The entire region was divided into 770 square regions, of fixed width equal to 100 m. The similarity threshold S and the number L of tags to consider were empirically selected. More specifically, after considering several try-and-error rounds where the algorithm failed to produce satisfactory results, either by merging the majority of tiles into a single region, or by performing only a few merges, resulting to small and non-meaningful areas, we identified their optimal values. Furthermore, for the sake of fair evaluation, we constructed an empirical “ground truth” set of areas upon discussion with residents (which were not involved in this work). In the following we depict two early results of our algorithm compared to the constructed ground truth in Fig. 3, where we may observe that even a small increase in S may lead to a significantly improved qualitative result. Also, the result of Fig. 3(a) is quite close to the ground truth. We should note that at this early stage of research it is pointless to provide a more quantitative result, e.g., by measuring the coverage of the ground truth. Finally, it is also worth mentioning that the algorithm merges also some additional regions, irrespectively to the ground truth ones; the latter still produce a meaningful merging result, however not of touristic interest, like the ones on the bottom right of Fig. 3(a).

5 Conclusions and Discussion

In this paper we presented an approach which aimed to extract areas of interest in urban areas, using socially-generated knowledge from Flickr. We selected a part of the city of Athens, split it into “tiles” and proceeded with an iterative merging approach whose goal was to extract larger, “homogeneous” areas of the city which are of tourist interest. We showed that our approach succeeds when its parameters are selected appropriately. The generated areas cover in general the main touristic attractions and places of interest of the city center, and their boundaries often are close to those that a local resident may determine if asked. We should emphasize that we used almost “raw” tags, i.e., we did not use any “intelligent” technique to select/filter tags based on their relevance to the problem at hand, apart from the process described in Sect. 4.

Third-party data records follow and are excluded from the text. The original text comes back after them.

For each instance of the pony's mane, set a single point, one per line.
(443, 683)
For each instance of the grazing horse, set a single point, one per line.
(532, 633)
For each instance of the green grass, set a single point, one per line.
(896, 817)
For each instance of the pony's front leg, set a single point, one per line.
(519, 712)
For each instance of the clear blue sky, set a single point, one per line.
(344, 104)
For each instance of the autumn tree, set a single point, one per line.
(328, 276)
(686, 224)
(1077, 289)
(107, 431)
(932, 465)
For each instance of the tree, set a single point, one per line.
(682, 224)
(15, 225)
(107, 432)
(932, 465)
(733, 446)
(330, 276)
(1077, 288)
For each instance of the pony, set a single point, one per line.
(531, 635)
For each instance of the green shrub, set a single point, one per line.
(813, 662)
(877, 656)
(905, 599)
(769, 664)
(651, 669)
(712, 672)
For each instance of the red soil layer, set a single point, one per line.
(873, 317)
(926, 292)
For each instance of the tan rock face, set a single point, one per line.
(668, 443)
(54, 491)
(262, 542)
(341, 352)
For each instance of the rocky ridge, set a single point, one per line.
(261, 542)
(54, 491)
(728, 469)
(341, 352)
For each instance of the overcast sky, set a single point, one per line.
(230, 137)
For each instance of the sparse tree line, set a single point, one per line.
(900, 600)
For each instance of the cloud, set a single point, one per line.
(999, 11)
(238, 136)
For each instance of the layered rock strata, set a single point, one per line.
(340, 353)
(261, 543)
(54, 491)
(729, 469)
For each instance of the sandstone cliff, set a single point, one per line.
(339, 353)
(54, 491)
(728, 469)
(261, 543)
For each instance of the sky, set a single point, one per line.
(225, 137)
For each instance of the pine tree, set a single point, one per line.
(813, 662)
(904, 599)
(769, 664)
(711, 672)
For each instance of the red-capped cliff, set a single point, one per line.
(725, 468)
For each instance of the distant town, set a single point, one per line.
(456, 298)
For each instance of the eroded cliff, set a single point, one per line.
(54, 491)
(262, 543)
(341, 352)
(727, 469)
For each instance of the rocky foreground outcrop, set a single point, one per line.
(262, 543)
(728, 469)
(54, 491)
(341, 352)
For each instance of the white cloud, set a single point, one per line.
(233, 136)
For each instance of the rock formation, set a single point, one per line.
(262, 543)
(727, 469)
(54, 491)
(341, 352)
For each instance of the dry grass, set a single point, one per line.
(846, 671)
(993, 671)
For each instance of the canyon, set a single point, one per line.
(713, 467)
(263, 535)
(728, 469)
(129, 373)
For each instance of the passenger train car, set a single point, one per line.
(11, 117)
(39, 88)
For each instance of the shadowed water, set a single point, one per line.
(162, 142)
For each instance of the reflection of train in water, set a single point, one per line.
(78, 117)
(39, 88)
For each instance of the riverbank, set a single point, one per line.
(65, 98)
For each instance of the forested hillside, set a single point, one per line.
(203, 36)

In future work we plan to further improve the proposed algorithm and apply it into larger urban areas (e.g. the whole city of Athens and other major European cities). We also aim to perform an exhaustive evaluation, regarding the sizes of tiles, sets of tags to consider and similarity threshold and investigate whether a set of parameters shows satisfactory performance in more cities. We also wish to evaluate the results by real life users. A possible way is to consider the output of our system as a set of tourist recommendations and focus on user satisfaction. However, such an evaluation has been shown to be a difficult and expensive task, which may involve empirical issues in the process. Thus it should not also involve local residents but also visitors in both the construction of a “ground truth” and the assessment of the system’s output.